AAAD461: Race, Gender, & Activism in Cuba 

Dr. Maya Berry

The course is designed to give students a simulated experience of ethnographic fieldwork and qualitative research.  Students are led through a learning experience where they will forge their own understanding of how a cross-section of Afro-Cubans, from different professional backgrounds and social spheres, are re-imaging political possibility in the contemporary moment when Cuba is “re-opening” for business. The incomplete realization of the state’s promise of full racial equality within the Cuban Republic since the 1959 Revolution have led Afro-Cubans to navigate the present era of reform in ways that draw on prior legacies of black activism while charting new territory. Thus, the course examines black activism in Cuba from historical and contemporary perspectives. How are Afro-Cubans mobilizing amidst the openings and limitations that have emerged in the new context of state-sponsored economic reforms and U.S.-Cuban rapprochement? To answer this central question, the course features a range of examples from Cuban society demonstrating a diversity of approaches. Situating the Cuban cases within ongoing Afrodescendant social movements in the Americas, we will explore how dynamics of race, gender, class, religion, and nation, shape strategies toward social change and visions of racial justice.
Assignments are designed to practice core skills required in qualitative research: fieldnotes, formulation of research questions, identification and analysis of a variety of sources, interview design, and synthesis. Course material draws from both primary and secondary sources, texts from multiple disciplines, and multimedia objects of analysis.

ANTH 490: Race | Sex | Latin America
Dr. Florence Babb

This course is intended for Anthropology majors completing their degrees. What can we learn by considering past and present differences of race, gender, and sexuality in Latin America and the Caribbean? What might this tell us about such a diverse region of the Americas, and even perhaps about our own forms of difference and inequality in North America? How might this exploration expand and transform our knowledge about this part of the world? We will consider how race, gender, and sexuality come together from precolonial to postcolonial and contemporary Latin America.  We will explore histories of indigenous, Afrodescendant, and mestizo (mixed race) peoples and how racial and sexual differences  have persisted or changed over time.

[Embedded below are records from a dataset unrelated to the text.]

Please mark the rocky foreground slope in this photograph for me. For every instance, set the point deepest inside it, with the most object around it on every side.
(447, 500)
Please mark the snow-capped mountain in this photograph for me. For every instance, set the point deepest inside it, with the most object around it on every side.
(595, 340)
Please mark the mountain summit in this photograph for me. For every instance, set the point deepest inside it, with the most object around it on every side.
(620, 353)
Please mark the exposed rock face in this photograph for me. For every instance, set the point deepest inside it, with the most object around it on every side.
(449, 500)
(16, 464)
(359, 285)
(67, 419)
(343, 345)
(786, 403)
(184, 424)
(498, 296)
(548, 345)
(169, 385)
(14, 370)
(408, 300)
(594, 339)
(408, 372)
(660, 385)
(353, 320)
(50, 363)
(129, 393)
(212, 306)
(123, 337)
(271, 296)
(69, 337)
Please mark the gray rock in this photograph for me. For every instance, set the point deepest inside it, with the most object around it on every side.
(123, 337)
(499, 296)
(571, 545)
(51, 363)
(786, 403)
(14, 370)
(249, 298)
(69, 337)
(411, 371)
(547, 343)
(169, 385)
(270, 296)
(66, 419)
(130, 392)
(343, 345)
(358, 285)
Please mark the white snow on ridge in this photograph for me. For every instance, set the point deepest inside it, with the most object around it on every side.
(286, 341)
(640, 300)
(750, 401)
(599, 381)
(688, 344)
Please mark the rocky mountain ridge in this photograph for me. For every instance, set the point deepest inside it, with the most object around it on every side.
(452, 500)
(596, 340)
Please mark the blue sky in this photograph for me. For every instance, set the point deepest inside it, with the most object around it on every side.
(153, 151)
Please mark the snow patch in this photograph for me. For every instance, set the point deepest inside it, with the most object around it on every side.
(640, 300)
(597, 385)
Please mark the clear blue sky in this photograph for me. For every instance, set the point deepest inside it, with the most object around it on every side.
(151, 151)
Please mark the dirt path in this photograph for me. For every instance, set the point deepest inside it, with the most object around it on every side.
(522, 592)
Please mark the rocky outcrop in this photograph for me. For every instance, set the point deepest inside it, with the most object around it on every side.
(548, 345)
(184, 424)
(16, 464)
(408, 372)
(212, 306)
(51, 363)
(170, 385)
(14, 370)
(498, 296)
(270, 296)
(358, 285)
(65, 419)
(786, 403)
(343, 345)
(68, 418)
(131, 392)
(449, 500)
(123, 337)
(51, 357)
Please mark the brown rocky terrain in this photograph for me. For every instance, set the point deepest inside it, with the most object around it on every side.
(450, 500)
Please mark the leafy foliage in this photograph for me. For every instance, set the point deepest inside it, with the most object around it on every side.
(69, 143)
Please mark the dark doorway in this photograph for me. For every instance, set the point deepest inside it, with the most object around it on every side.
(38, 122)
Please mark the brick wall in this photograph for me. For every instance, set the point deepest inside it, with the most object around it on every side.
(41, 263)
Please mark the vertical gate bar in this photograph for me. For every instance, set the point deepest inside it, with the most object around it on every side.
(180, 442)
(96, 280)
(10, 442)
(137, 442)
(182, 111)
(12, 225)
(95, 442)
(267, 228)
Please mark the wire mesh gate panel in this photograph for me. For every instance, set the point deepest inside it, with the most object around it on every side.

To learn about the current context in the region, we will draw from selected case studies ranging from rural to urban settings, from Andean to tropical and coastal settings, from heteronormative to LGBTQ populations, and from conservative politics to social movements that are calling for expanded rights to political inclusion. We will ask why race, sex, and power are so often commingled in outsiders’ thinking about the Latin American and Caribbean region, and how this relates to such exoticized phenomena as Carnival and sex tourism. Students will be expected to read and discuss material in lively seminar formats and to take an active part in this seminar.

ANTH 711: Feminist Ethnography
Dr. Florence Babb

This graduate seminar considers issues in qualitative research methodology through reading and discussing feminist ethnographies, critical assessments of feminist scholarship and methods, and related work. We ask challenging questions about the relation of gender to race, class, and sexuality, and about the dilemmas of field research, including the fundamental question of whether there is indeed a feminist ethnographic methodology. Moreover, we discuss the feminist politics of ethnographic representation (by the researcher depicting the researched) and of positionality (of the researcher in relation to the researched). Race is a fundamental aspect of all of these considerations in the seminar.